今年はコカコーラ120周年だそうだが、その歴史は斬新な広告の歴史でもあった。それを見事に証明して見せたのが、前作「コカコーラCMソング集1962-89」だった。そのクオリティの高さ、多様性もさることながら、制作側の丁寧かつ誠実な姿勢が好評だった一因だろう。とりあえずCMで流行っているタイアップ曲を「オリジナルでないもの」を混ぜつつ寄せ集めたチープな「CMヒッツ」のようなCDとは一線を画していた。
そして、その姿勢は今回も引き継がれている。できる限りのオリジナル曲の収録、親切な解説、シンプルで印象的なデザイン、どれも充分「Super More」のタイトルに相違ないものである。もちろん前作がヒットしたから実現した本品であるが、志ある商品を提供しようという姿勢があるからこそ、ヒットしたのであり、2作目ができるのであり、内容も良くなる好循環が生まれるのだ。

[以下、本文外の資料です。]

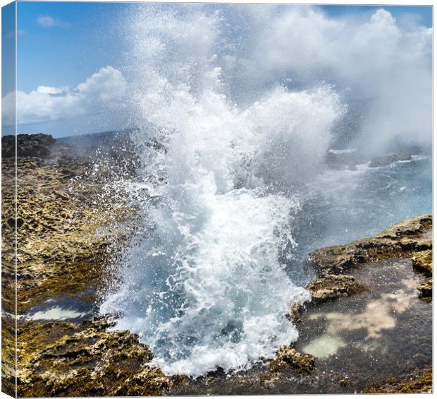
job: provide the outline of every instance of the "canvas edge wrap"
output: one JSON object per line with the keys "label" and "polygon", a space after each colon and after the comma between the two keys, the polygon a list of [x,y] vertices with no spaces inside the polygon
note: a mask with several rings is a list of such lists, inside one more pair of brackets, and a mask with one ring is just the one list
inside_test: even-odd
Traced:
{"label": "canvas edge wrap", "polygon": [[[2,136],[15,135],[1,151],[1,391],[17,396],[16,2],[1,8]],[[12,124],[11,124],[12,121]],[[8,201],[5,201],[6,199]]]}

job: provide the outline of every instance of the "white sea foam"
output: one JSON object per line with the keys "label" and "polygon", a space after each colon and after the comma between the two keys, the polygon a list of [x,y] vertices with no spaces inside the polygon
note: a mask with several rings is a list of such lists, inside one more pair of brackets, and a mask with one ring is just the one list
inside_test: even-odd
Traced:
{"label": "white sea foam", "polygon": [[[297,339],[285,315],[310,296],[285,270],[300,207],[290,187],[317,169],[343,107],[327,85],[235,105],[216,16],[135,18],[132,107],[147,127],[134,137],[144,165],[132,192],[147,238],[133,240],[100,311],[119,314],[114,328],[138,333],[166,373],[241,369]],[[139,201],[144,189],[153,201]]]}

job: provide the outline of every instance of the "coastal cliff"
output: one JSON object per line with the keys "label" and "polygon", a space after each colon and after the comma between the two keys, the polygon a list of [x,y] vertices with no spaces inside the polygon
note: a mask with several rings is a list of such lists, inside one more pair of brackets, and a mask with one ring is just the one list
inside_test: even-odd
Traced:
{"label": "coastal cliff", "polygon": [[[403,352],[400,349],[398,357],[404,356],[405,365],[398,369],[388,368],[380,376],[370,373],[370,369],[360,374],[350,356],[364,359],[359,350],[374,356],[378,343],[386,345],[400,333],[397,328],[402,323],[405,331],[417,321],[424,328],[430,325],[431,215],[417,216],[372,237],[312,252],[307,267],[314,270],[316,278],[306,287],[312,302],[294,306],[289,315],[290,322],[298,325],[300,338],[280,348],[276,359],[230,376],[218,370],[195,381],[167,376],[149,364],[153,354],[137,335],[113,331],[111,318],[95,316],[99,295],[113,277],[114,263],[140,228],[135,207],[123,200],[123,193],[108,188],[107,164],[72,155],[70,147],[58,145],[49,136],[36,136],[20,138],[16,218],[11,145],[4,146],[2,157],[2,302],[9,309],[6,314],[11,314],[16,227],[19,396],[431,388],[431,357],[426,352],[431,333],[424,336],[424,330],[412,327],[399,341],[407,345],[407,340],[416,339],[417,345],[413,350],[414,341],[410,340],[410,347],[404,347]],[[63,313],[65,305],[78,310]],[[54,309],[59,312],[50,313]],[[2,379],[4,386],[12,391],[14,332],[8,329],[13,323],[8,314],[4,316]],[[323,331],[316,326],[322,326]],[[349,355],[347,348],[352,351]],[[334,357],[340,359],[331,362]]]}

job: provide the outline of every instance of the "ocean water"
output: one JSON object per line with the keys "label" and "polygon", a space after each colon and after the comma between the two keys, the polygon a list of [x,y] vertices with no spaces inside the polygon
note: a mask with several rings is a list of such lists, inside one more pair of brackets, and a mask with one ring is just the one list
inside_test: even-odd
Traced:
{"label": "ocean water", "polygon": [[431,209],[430,157],[328,169],[347,98],[331,84],[302,88],[273,73],[256,90],[239,85],[224,65],[241,48],[226,23],[226,13],[209,8],[152,6],[137,9],[127,28],[142,166],[123,184],[144,230],[100,312],[138,334],[169,374],[272,357],[298,337],[285,314],[310,300],[309,251]]}

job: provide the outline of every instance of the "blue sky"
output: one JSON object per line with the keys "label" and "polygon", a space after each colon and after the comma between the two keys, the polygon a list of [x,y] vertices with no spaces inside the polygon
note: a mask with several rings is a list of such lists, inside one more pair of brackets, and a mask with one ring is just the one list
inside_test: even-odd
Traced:
{"label": "blue sky", "polygon": [[[119,3],[18,2],[18,89],[27,92],[41,85],[74,85],[102,66],[122,68],[121,44],[117,43],[119,37],[111,27],[127,6]],[[371,14],[378,8],[322,7],[333,17]],[[421,24],[431,25],[430,7],[384,8],[397,18],[415,15]],[[51,18],[53,25],[42,24],[41,16]]]}
{"label": "blue sky", "polygon": [[[18,90],[30,93],[39,86],[70,88],[74,90],[81,83],[108,66],[124,73],[125,47],[123,36],[117,30],[120,18],[123,18],[130,6],[129,4],[123,3],[18,1]],[[381,6],[323,6],[320,8],[331,18],[347,18],[350,16],[370,18]],[[397,20],[411,20],[418,25],[431,26],[430,6],[383,8]],[[7,21],[6,24],[4,23],[4,49],[13,42],[12,36],[8,35],[13,28]],[[106,75],[113,72],[104,71]],[[11,88],[11,84],[4,85],[2,97],[4,97]],[[58,91],[49,95],[61,95]],[[74,132],[82,129],[92,130],[95,124],[89,125],[75,128]],[[28,129],[45,127],[54,131],[59,129],[53,120],[46,125],[41,124],[39,121],[39,124],[34,124]]]}

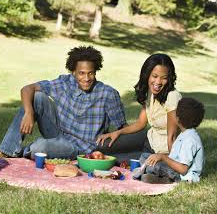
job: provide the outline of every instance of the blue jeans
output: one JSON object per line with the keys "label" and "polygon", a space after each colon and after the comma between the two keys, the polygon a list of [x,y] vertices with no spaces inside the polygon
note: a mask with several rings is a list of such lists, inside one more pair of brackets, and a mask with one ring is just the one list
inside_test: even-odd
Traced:
{"label": "blue jeans", "polygon": [[33,108],[35,121],[38,123],[42,137],[36,139],[23,151],[22,142],[25,135],[20,133],[20,123],[24,116],[24,109],[20,108],[3,138],[0,151],[11,157],[24,156],[32,159],[36,152],[45,152],[48,158],[76,158],[78,150],[61,134],[54,102],[44,93],[35,92]]}
{"label": "blue jeans", "polygon": [[[152,153],[144,152],[140,156],[140,164],[142,165]],[[154,174],[160,177],[169,177],[173,181],[180,181],[180,175],[175,170],[170,168],[164,162],[158,162],[155,166],[146,166],[145,173]]]}

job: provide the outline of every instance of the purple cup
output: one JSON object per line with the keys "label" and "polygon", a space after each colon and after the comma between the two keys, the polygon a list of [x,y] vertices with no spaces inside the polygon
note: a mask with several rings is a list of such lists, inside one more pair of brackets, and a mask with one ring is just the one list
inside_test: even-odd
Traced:
{"label": "purple cup", "polygon": [[38,169],[43,169],[46,157],[47,157],[46,153],[42,153],[42,152],[35,153],[35,167]]}
{"label": "purple cup", "polygon": [[140,167],[139,160],[130,159],[130,171],[133,171],[135,168]]}

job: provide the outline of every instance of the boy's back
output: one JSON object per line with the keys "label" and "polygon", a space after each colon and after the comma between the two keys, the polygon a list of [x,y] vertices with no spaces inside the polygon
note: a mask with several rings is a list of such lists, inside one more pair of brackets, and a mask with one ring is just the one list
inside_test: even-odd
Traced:
{"label": "boy's back", "polygon": [[181,180],[197,182],[204,164],[204,150],[201,139],[194,128],[186,129],[175,140],[169,158],[189,166]]}

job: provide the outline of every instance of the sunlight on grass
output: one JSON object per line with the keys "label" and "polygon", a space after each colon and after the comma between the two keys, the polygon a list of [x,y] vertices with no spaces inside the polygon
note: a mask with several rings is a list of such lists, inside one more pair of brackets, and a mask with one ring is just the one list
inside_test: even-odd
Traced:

前作発売後に「コカコーラCMソングデータブック」が出たせいもあり、解説は詳細とは言えないし、様々な事情から未だ収録されない音源もあるということで、さらなる補遺編を期待して、星を一つ落とした。しかし、クオリティは最高である。4月からの先祖返りしたCM(CKBのコークと倖田來未のダイエット)を見て、キャッチーな曲に興味を持った方も、もちろんファンの皆さんも納得できる一枚です。